What follows is often a quieter, more insidious form of exclusion. The parental home, which should function as a place of stability, becomes a space of negotiation. Her presence is accommodated, but not always embraced. Decisions about her life are discussed in terms of practicality and reputation. Whispered conversations between elders point to the fact that she might have done something gravely wrong. The urgency to restore normalcy often translates into pressure - sometimes subtle, sometimes explicit - to move on quickly, to remarry, to minimise disruption. The underlying concern is less about her autonomy and more about closing an uncomfortable chapter. After all, "pati is parmeshwar", and in that framework, she is seen as having 'failed' him.

This approach does not reflect strength or tradition; it reflects a lack of moral clarity. It allows society to avoid confronting the fact that marriages can fail for reasons that have nothing to do with a woman's willingness to endure. It avoids acknowledging that in many cases, leaving is not a failure but a necessary assertion of self-respect. By refusing to engage with these realities, families end up reinforcing the very stigma they claim to regret.

The contrast with how men are treated in similar circumstances is telling. A man who exits a marriage is rarely subjected to the same level of scrutiny. His social standing remains largely intact, his choices are not dissected with the same intensity, and his future is not framed as a problem to be resolved. This asymmetry is not incidental; it is built into the way we assign responsibility and blame.

Against this backdrop, the judge's decision carries weight. By choosing to celebrate his daughter's return, he has rejected the premise that her status has diminished. He has made it clear that her place in the family is not conditional on marital success. More importantly, he has demonstrated that acceptance need not be quiet or reluctant; it can be visible, deliberate and unambiguous.
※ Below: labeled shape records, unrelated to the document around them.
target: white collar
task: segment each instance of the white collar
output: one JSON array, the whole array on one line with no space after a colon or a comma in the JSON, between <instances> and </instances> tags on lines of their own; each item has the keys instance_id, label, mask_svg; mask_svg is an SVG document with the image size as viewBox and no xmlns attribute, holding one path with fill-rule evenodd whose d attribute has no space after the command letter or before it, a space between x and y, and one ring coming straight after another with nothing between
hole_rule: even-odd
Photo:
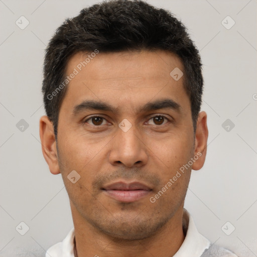
<instances>
[{"instance_id":1,"label":"white collar","mask_svg":"<svg viewBox=\"0 0 257 257\"><path fill-rule=\"evenodd\" d=\"M185 240L173 257L200 257L204 250L210 247L210 242L197 230L193 218L184 209L183 230L186 233ZM72 228L62 242L51 246L46 257L74 257L74 228Z\"/></svg>"}]
</instances>

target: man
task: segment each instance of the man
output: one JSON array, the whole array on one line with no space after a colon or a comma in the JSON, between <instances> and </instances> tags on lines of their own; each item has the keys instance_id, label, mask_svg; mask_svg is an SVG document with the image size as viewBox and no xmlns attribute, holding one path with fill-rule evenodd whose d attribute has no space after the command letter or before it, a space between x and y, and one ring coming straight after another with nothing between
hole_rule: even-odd
<instances>
[{"instance_id":1,"label":"man","mask_svg":"<svg viewBox=\"0 0 257 257\"><path fill-rule=\"evenodd\" d=\"M182 24L142 1L95 5L46 50L44 156L74 228L46 256L235 256L183 208L206 154L198 52Z\"/></svg>"}]
</instances>

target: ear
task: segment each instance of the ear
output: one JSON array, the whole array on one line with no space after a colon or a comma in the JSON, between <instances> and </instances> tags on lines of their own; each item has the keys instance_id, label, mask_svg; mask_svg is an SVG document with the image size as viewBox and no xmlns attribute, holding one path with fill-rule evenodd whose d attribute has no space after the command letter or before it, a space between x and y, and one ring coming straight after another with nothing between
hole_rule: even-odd
<instances>
[{"instance_id":1,"label":"ear","mask_svg":"<svg viewBox=\"0 0 257 257\"><path fill-rule=\"evenodd\" d=\"M43 155L51 173L54 175L60 173L54 126L47 116L42 116L40 118L39 133Z\"/></svg>"},{"instance_id":2,"label":"ear","mask_svg":"<svg viewBox=\"0 0 257 257\"><path fill-rule=\"evenodd\" d=\"M198 158L192 166L193 170L198 170L203 166L206 156L208 135L207 114L205 111L201 111L198 115L195 136L194 156L198 156Z\"/></svg>"}]
</instances>

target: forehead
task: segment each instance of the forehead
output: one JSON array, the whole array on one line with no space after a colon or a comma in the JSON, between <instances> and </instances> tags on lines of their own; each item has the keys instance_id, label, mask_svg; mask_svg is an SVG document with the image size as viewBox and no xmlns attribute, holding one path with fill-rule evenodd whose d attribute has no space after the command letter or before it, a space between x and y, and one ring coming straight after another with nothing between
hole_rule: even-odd
<instances>
[{"instance_id":1,"label":"forehead","mask_svg":"<svg viewBox=\"0 0 257 257\"><path fill-rule=\"evenodd\" d=\"M80 102L94 99L111 101L117 107L130 103L133 108L169 95L176 102L188 102L183 76L178 80L171 76L174 69L184 72L180 59L161 50L77 53L67 64L66 75L76 75L69 82L63 102L71 108Z\"/></svg>"},{"instance_id":2,"label":"forehead","mask_svg":"<svg viewBox=\"0 0 257 257\"><path fill-rule=\"evenodd\" d=\"M69 74L75 68L79 74L75 78L79 79L80 75L86 72L90 80L169 78L171 71L176 67L183 70L179 57L161 50L98 54L79 52L70 59L66 73Z\"/></svg>"}]
</instances>

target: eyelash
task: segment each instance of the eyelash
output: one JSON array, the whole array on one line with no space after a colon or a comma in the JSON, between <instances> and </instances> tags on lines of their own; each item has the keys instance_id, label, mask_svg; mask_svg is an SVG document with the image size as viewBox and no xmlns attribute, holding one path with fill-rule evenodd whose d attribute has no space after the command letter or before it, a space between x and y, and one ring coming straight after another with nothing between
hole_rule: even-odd
<instances>
[{"instance_id":1,"label":"eyelash","mask_svg":"<svg viewBox=\"0 0 257 257\"><path fill-rule=\"evenodd\" d=\"M156 117L163 117L164 118L165 118L167 120L167 122L166 122L166 123L165 123L164 124L161 124L160 125L158 125L157 124L155 124L155 125L156 126L160 126L161 125L165 125L165 124L166 124L167 123L168 123L168 122L172 122L172 120L171 120L170 119L168 118L166 116L164 115L156 115L155 116L153 116L152 117L151 117L149 120L148 121L150 120L151 119ZM97 116L97 115L95 115L95 116L92 116L91 117L87 118L87 119L86 119L85 120L84 120L83 121L83 123L87 123L87 121L91 119L92 119L93 118L95 118L95 117L98 117L98 118L102 118L103 119L105 119L105 120L106 120L106 119L103 117L102 117L101 116ZM100 125L94 125L94 124L89 124L89 125L91 125L92 126L101 126L101 125L103 125L102 124L100 124Z\"/></svg>"}]
</instances>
What makes this significant is not just the gesture itself, but the contrast it creates. It exposes how far most families are from offering the same level of clarity and support. It highlights the gap between what we claim to value - family, dignity, unconditional support - and how we actually behave when those values are tested.

If this incident feels unusual, it is because the baseline remains unchanged. Too many families still measure a daughter's worth through the lens of marriage. Too many still prioritise social comfort over personal dignity. And too many continue to treat a woman's return not as a moment that calls for support, but as a situation that must be managed.

The lesson from Meerut is not complicated; it is simply inconvenient. It demands that families choose their daughters over social approval, replace judgement with understanding, and accept that dignity does not diminish with the end of a marriage. Until that becomes routine rather than exceptional, such stories will continue to stand out - not because they are extraordinary, but because they remain rare. How many of us would do the same - even without the band-baaja, at least with open arms?